These are the words I utter to my housemates while lying on our dusty kitchen floor, not feeling completely out of place amongst small pieces of red onion peel and rogue buckwheat pasta spirals. They recognise me, and I imagine them giving me a small wave — solidarity in our domestic discardment. I’ve been here before.
I’ve known I am queer for a long time, though I have struggled with understanding which label I felt most comfortable with. I have felt most secure with the ambiguous label ‘queer’. It’s accompanied me as I’ve grown older, throughout the shifts in my gender and sexual identity. My relationships with men have been tumultuous and disappointing for just as long, often ending with a kitchen floor and an unsettling feeling in my stomach: why does this not work for me?
I’ve known I am queer for a long time, though
The kitchen floor offers me a sense of comfort, one which I can’t ignore the irony of. It’s almost purgatorial in nature: I don’t belong in traditional, cis-het domestic spaces, but I don’t know how to get out of them.
So, if I have been in this linoleum limbo before, why did I go back? Why did I need to prove I was worthy of a man’s attention? Nothing more than desperation to prove that I could be their perfect girl.

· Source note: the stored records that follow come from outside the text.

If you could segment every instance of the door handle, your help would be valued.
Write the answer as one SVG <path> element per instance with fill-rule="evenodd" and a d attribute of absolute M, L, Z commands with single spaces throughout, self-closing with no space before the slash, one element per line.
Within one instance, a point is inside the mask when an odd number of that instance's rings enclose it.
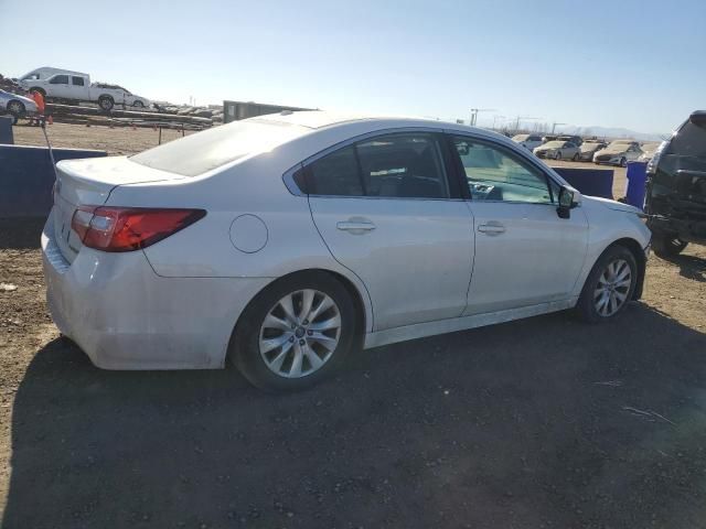
<path fill-rule="evenodd" d="M 498 223 L 498 224 L 481 224 L 478 227 L 478 230 L 481 234 L 485 234 L 485 235 L 501 235 L 505 233 L 505 227 Z"/>
<path fill-rule="evenodd" d="M 346 220 L 343 223 L 336 223 L 336 228 L 343 231 L 350 231 L 352 234 L 362 234 L 364 231 L 371 231 L 375 229 L 375 225 L 365 220 Z"/>

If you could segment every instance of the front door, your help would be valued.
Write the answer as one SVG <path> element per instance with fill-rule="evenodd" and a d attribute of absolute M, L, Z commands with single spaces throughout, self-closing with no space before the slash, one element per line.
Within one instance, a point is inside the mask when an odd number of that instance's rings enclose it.
<path fill-rule="evenodd" d="M 584 266 L 588 223 L 580 208 L 556 212 L 559 185 L 492 141 L 453 137 L 475 220 L 475 260 L 464 314 L 570 296 Z"/>
<path fill-rule="evenodd" d="M 388 133 L 306 169 L 317 228 L 365 284 L 375 331 L 460 316 L 473 220 L 447 175 L 440 134 Z"/>

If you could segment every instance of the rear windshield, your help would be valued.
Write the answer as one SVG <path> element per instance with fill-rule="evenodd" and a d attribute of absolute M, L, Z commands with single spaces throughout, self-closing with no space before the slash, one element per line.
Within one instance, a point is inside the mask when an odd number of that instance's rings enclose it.
<path fill-rule="evenodd" d="M 680 156 L 706 158 L 706 122 L 686 121 L 672 139 L 670 152 Z"/>
<path fill-rule="evenodd" d="M 249 154 L 275 149 L 307 131 L 281 121 L 247 119 L 170 141 L 130 159 L 148 168 L 196 176 Z"/>

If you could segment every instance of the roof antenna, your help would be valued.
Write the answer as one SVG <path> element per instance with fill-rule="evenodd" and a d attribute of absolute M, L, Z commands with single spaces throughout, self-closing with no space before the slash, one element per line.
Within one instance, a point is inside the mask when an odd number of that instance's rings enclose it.
<path fill-rule="evenodd" d="M 52 151 L 52 143 L 49 141 L 49 136 L 46 136 L 46 119 L 40 118 L 40 127 L 42 127 L 42 132 L 44 132 L 44 139 L 46 140 L 46 147 L 49 148 L 49 158 L 52 161 L 52 169 L 54 170 L 55 182 L 58 182 L 58 173 L 56 172 L 56 162 L 54 161 L 54 151 Z"/>

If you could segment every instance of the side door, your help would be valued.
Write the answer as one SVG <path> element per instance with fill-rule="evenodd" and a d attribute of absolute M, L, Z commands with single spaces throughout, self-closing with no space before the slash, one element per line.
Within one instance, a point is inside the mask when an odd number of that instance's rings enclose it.
<path fill-rule="evenodd" d="M 377 133 L 304 162 L 313 222 L 365 284 L 375 331 L 458 317 L 473 219 L 431 130 Z"/>
<path fill-rule="evenodd" d="M 581 208 L 559 218 L 560 185 L 514 149 L 466 136 L 451 136 L 450 143 L 475 222 L 464 314 L 568 299 L 587 251 Z"/>
<path fill-rule="evenodd" d="M 90 100 L 88 96 L 88 79 L 82 75 L 71 76 L 72 98 L 83 101 Z"/>
<path fill-rule="evenodd" d="M 46 95 L 49 97 L 71 99 L 72 90 L 68 84 L 68 75 L 58 74 L 52 76 L 46 84 Z"/>

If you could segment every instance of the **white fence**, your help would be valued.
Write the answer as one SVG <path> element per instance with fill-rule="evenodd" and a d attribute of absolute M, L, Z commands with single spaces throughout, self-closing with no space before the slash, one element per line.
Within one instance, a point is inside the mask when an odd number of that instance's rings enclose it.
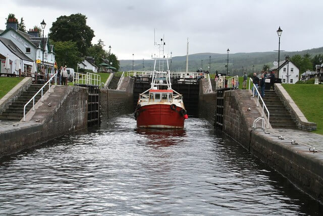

But, as far as queer discourse goes, compulsory heterosexuality has been examined time and time again. I won’t bore you with an explanation of it, though if your only exposure has been the Lesbian Masterdoc (which any queer person who was online in 2020 will be familiar with), I highly recommend reading Adrienne Rich’s 1980 essay “Compulsory Heterosexuality and Lesbian Existence”, which posited the queer/feminist theory and wasn’t written by a 19-year-old on tumblr.
So, if we can acknowledge compulsory heterosexuality as the problem, what’s the solution? For some feminist and queer theorists, it’s political lesbianism.
Political lesbianism grew as a political ideology and queer/feminist theory in the 1970s and 1980s, with one 1981 publication entitled Love Your Enemy? written by radical feminists asserting that giving up sex with men is “taking your politics seriously”. Political lesbianism began as a subversion of the homophobic idea that ‘sexuality is a choice’, encouraging queer and heterosexual women alike to reject men as a direct opposition to the patriarchal state. However, early political lesbianism presents a cis-gendered perception of lesbian relationship, asserting that penetrative sex is inherently heterosexual and therefore inherently patriarchal. This transphobic discourse cannot be ignored, and neither can the bi-phobic and pan-phobic binary that political lesbianism emerged under, not to mention a disregard for any AFAB non-binary people like myself.
In her Honi Soit article ““No men, no meat, no machines”: The Forgotten History of Australian Radical Lesbian Separatism”, Mariika Mehigan speaks to the “unsympathetic” treatment of queer wom*n in relationships with men by political lesbians.
While I have dated men in the past, I’ve realised that my relationships with them stemmed from a need for validation — a need to feel like I belonged to the cis-heteronormative society in which we live. But once this validation faded so did any ‘attraction’. I was not attracted to the men, I was attracted to the idea of being wanted by one. So, in my first act of political lesbianism I committed myself to unlearning these tendencies. This is not to say that queer wom*n are just lesbians suffering from compulsory heterosexuality. In fact, that notion is incredibly damaging for fostering a sense of community amongst queer AFABs of all labels. For me, despite its original binary treatment of lesbian sexuality, political lesbianism has helped me realise that what I first thought was a political choice — to be “done” with men — was actually a manifestation of the person I have always been and the experiences I’ve had.
Unlike the political lesbians of the 70s and 80s, I don’t think that all queer and heterosexual AFAB people need to become lesbians in order to move away from the patriarchy, as the rise of so-called ‘celibacy eras’ among wom*n who are attracted to men proves. My sexual and gender identity journey has been turbulent, but I’m open to that turbulence continuing. For now though, I feel a sense of peace for the first time in my life.
And so, I will sweep the food scraps off my kitchen floor and properly discard them. They will tumble down the cheap bin liner and land on top of my old sense of self, one that reeks of Lynx Africa and a misplaced desperation to belong.